Apesar de essa lei dispor especificamente acerca do universo dos organismos geneticamente modificados (OGM), ela possui dispositivos que tratam da intervenção em material genético humano e proíbe, nas atividades relacionadas a OGM, 'a manipulação genética de células germinais humanas' [células responsáveis pela formação de células reprodutoras]; 'a intervenção em material genético humano in vivo, exceto para o tratamento de defeitos genéticos, respeitando-se princípios" éticos, tais como o princípio de autonomia e o princípio de beneficência, e com a aprovação prévia da CTNBio '; e 'a produção, armazenamento ou manipulação de embriões humanos destinados a servir como material biológico disponível' (incisos II, III e IV; do art. 8° da Lei n°8.974, de 5 de janeiro de 1995).

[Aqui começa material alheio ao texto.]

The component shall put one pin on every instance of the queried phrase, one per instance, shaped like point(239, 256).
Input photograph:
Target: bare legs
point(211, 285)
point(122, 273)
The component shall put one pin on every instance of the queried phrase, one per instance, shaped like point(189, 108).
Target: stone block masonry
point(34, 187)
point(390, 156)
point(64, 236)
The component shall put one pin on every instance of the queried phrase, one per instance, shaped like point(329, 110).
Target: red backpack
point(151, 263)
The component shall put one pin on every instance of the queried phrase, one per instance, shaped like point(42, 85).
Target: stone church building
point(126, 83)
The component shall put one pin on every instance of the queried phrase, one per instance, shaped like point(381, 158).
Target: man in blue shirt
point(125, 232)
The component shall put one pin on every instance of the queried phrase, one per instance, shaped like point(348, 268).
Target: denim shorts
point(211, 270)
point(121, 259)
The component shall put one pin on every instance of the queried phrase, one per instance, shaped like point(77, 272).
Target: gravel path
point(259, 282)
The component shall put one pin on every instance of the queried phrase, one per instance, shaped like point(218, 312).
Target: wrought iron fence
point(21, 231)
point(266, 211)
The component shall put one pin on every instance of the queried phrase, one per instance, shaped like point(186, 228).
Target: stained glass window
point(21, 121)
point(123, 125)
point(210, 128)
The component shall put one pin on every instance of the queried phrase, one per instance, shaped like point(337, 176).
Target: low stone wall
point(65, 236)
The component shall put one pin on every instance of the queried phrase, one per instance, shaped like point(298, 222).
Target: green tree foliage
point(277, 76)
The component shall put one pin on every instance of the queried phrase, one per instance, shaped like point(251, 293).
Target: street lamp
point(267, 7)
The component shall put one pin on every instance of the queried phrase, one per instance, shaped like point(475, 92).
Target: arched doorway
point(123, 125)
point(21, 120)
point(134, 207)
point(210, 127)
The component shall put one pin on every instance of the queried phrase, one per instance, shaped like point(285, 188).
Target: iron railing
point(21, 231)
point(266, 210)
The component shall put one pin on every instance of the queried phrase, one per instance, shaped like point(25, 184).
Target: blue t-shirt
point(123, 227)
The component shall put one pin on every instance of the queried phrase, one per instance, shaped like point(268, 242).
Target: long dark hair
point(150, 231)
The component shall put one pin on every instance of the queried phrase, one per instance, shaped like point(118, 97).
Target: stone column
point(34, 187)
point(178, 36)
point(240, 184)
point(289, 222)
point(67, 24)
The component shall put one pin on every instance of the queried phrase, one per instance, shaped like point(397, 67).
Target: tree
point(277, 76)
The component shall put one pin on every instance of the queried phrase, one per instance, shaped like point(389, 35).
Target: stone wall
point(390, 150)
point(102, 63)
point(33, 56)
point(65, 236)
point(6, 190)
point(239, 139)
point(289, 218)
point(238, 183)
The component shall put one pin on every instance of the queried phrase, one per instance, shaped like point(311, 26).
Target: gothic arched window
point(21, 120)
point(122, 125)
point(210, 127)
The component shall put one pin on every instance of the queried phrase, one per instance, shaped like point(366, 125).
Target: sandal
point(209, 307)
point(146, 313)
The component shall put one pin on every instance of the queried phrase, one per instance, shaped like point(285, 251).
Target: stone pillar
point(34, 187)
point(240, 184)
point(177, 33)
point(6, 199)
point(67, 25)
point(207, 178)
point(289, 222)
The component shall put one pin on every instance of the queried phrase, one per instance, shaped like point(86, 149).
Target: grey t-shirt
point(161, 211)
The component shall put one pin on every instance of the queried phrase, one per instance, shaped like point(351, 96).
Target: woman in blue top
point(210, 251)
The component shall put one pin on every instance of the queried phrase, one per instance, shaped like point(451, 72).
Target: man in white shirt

Assim, o mais apropriado é incluir a clonagem humana no universo abrangido pela lei, alterando, primeiramente, o texto da ementa. Ao fazer essa alteração, pode-se também sanar a falha ali existente: o trecho 'autoriza o Poder Executivo a criar, no âmbito da Presidência da República, a Comissão Técnica Nacional de Biossegurança' perdeu o sentido quando o Presidente da República vetou - por vício de iniciativa - os dispositivos que autorizavam a criação do órgão; assim, esse trecho deve ser retirado.

Em seguida, propõe-se a inclusão de um inciso VII no art. 8° para vedar a clonagem humana. Utiliza-se, com esse fim, redação semelhante à do inciso V; do art. 1°, da Instrução Normativa n° 8, da CTNBio, que "Dispõe sobre a manipulação genética e sobre a clonagem em seres humanos ". Isso porque essa redação é mais abrangente do que aquela proposta no projeto em análise e, pelo menos em teoria, a clonagem pode ocorrer sem que haja "manipulação do genoma humano '; isto é, um outro indivíduo pode-se originar da simples multiplicação de uma célula com genoma [conjunto de genes - material hereditário] original não manipulado.

Faz-se necessário, nesse caso, suprimir do caput do art. 8° o trecho que limite as vedações ali estabelecidas às 'atividades relacionadas a OGM'.